Service Level Objectives

We use intuition, experience, and an understanding of what users want to define service level indicators (SLIs), objectives (SLOs), and agreements (SLAs).

They descibe metrics that matter, what values we want those metris to have and how we'll react if we can't provide the expected service.

Choosing appropriate metrics helps to drive the right action if something goes wrong, and also gives an SRE team confidence that a service is healthy.

Indicators

A carefully defined quantitative measure of some aspect of the level of service that is provided.

Common SLIs:

Request latency
Error rate
System throughput
Availability - often defined in terms of the fraction of well-formed requests that succeed, sometimes called yield

Note for availability that availabilities of 99% and 99.999% can be referred to as "2 nines" and "5 nines" availability. GCE aims for "three and a half nines" — 99.95% availability.

Objectives

A target value or range of values for a service level that is measured by an SLI. A natural structure for SLOs is thus SLI <= target, or lower bound <= SLI <= upper bound.

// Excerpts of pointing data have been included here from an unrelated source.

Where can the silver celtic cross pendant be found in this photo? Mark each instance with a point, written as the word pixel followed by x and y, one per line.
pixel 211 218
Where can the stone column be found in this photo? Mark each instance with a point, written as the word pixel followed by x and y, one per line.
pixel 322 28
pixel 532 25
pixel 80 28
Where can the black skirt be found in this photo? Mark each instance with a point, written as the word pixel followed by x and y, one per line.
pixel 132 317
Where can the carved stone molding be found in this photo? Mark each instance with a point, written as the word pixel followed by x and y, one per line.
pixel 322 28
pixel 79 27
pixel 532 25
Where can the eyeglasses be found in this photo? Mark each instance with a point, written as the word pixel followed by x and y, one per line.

For example, we might decide that we will return Team search results "quickly," adopting an SLO that our average search request latency should be less than 80 milliseconds.

Choosing an appropriate SLO is complex. For incoming HTTP requests from the outside world to your service, the queries per second (QPS) metric is essentially determined by the desires of your users, and you can’t really set an SLO for that.

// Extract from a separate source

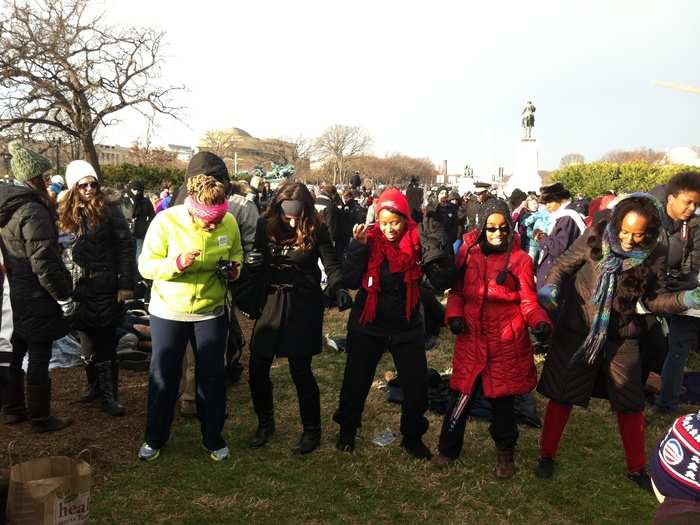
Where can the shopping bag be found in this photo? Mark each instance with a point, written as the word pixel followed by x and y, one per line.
pixel 49 491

On the other hand, you can say that you want the average latency per request to be under 100 milliseconds, and setting such a goal could in turn motivate you to write your frontend with low-latency behaviors of various kinds or to buy certain kinds of low-latency equipment.

Agreements

an explicit or implicit contract with your users that includes consequences of meeting (or missing) the SLOs they contain. The consequences are most easily recognized when they are financial — a rebate or a penalty — but they can take other forms.

SRE doesn’t typically get involved in constructing SLAs, because SLAs are closely tied to business and product decisions. SRE does, however, get involved in helping to avoid triggering the consequences of missed SLOs.